Question:If all the shaded quadrilaterals are squares, and their combined area is S, how do you prove that x^2/2=<S=<X^2

i started out by marking one of the sides of the smaller shaded squares as a parameter(b), then finding the equation for the area(f(x)=x^2-4xb-8b^2) then finding the derivative (f'(x)=2x-4b) but after that i got stuck, can anyone tell me what to do next?

 

[ksdhart2]

Well, one side of the equality is trivial. You automatically know that S <= X², because X² is the entire area of the square. Proving that the area of the shaded squares is more than half the area of the whole square is a bit more difficult. Just looking at the picture, it seems like the four smaller squares are the same size, but we cannot assume that. Are you given any information to indicate whether this is or isn't the case?

 

[Godot]

Just looking at the picture, it seems like the four smaller squares are the same size, but we cannot assume that. Are you given any information to indicate whether this is or isn't the case?

ah sorry, yes the 4 smaller squares are equal. I would've posted the full question but it isn't in English so it wouldn't have helped much

 

[mmm4444bot]

… I would've posted the full question but it isn't in English …

Hmm? Are you saying that you comprehend the other language, but cannot translate it to English?

 

[Godot]

Hmm? Are you saying that you comprehend the other language, but cannot translate it to English?

No I would've posted a picture of the question, I just forgot to add that we know that the smaller squares were equal. Everything else was there

 

[mmm4444bot]

… the equation for the [shaded] area f(x)=x^2-4xb-8b^2 then finding the derivative f'(x)=2x-4b …

Is that substraction a typo?

The derivative gives the rate at which the shaded area is changing with respect to a change in x. What's your strategy for using a rate to prove the given inequality?

So, x is changing and b is fixed. I had been thinking it was the other way around.

 

[Godot]

So, x is changing and b is fixed. I had been thinking it was the other way around.
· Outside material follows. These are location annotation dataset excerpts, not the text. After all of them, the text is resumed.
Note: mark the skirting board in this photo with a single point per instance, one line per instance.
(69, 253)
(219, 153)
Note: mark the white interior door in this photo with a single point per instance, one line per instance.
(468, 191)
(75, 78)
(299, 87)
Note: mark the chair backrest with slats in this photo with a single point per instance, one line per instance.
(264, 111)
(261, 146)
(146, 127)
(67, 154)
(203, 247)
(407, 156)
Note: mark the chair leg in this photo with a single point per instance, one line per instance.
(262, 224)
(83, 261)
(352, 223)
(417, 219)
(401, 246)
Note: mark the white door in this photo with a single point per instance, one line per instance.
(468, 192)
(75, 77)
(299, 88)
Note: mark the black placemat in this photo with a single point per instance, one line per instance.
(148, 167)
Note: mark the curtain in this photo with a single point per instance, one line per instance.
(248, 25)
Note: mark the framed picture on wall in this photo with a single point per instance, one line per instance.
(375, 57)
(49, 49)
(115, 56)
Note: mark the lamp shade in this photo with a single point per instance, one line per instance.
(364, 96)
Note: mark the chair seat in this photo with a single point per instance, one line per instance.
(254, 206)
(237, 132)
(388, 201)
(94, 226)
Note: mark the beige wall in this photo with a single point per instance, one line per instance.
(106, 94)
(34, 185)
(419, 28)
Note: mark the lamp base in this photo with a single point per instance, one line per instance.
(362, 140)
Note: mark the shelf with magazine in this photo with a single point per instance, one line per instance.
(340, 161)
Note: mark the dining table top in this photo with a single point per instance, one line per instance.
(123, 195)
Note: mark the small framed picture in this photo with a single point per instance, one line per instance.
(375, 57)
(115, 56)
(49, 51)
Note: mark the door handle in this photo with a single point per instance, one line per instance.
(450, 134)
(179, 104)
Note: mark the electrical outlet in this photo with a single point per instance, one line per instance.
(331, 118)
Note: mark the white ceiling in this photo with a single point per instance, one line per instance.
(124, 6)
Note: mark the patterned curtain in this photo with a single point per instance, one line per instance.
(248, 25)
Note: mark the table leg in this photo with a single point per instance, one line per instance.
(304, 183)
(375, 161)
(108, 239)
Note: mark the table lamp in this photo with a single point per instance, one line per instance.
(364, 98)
Thats what was wrong, I made x fixed and b the variable and now it works perfectly fine

 

[ksdhart2]

Actually, I don't think you even need the derivative. There's a simpler way to go about it. Let b be the side length of one of the smaller shaded squares, and c be the side length of the larger shaded square. We then know that S = 4b² + c² and X = 2b + c. Thus, X² = (2b + c)² = 4b² + 4bc + c². We need to prove that X²/2 <= S, or equivalently, S >= X²/2. So, let's try a proof by contradiction and assume the opposite. Assume that S < X²/2. Working through a few steps:

• S < X²/2
• 4b² + c² < (4b² + 4bc + c²)/2
• 4b² + c² < 2b² + 2bc + c²/2

I trust you can finish up from here. Eventually you'll reach a statement that is impossible, and your proof by contradiction is complete.

 

[mmm4444bot]

Thats what was wrong, [so I have] made x fixed and b the variable and now it works perfectly fine

Glad to hear it.

I would like to see your proof. I'm curious to see the application of f'(b). :cool: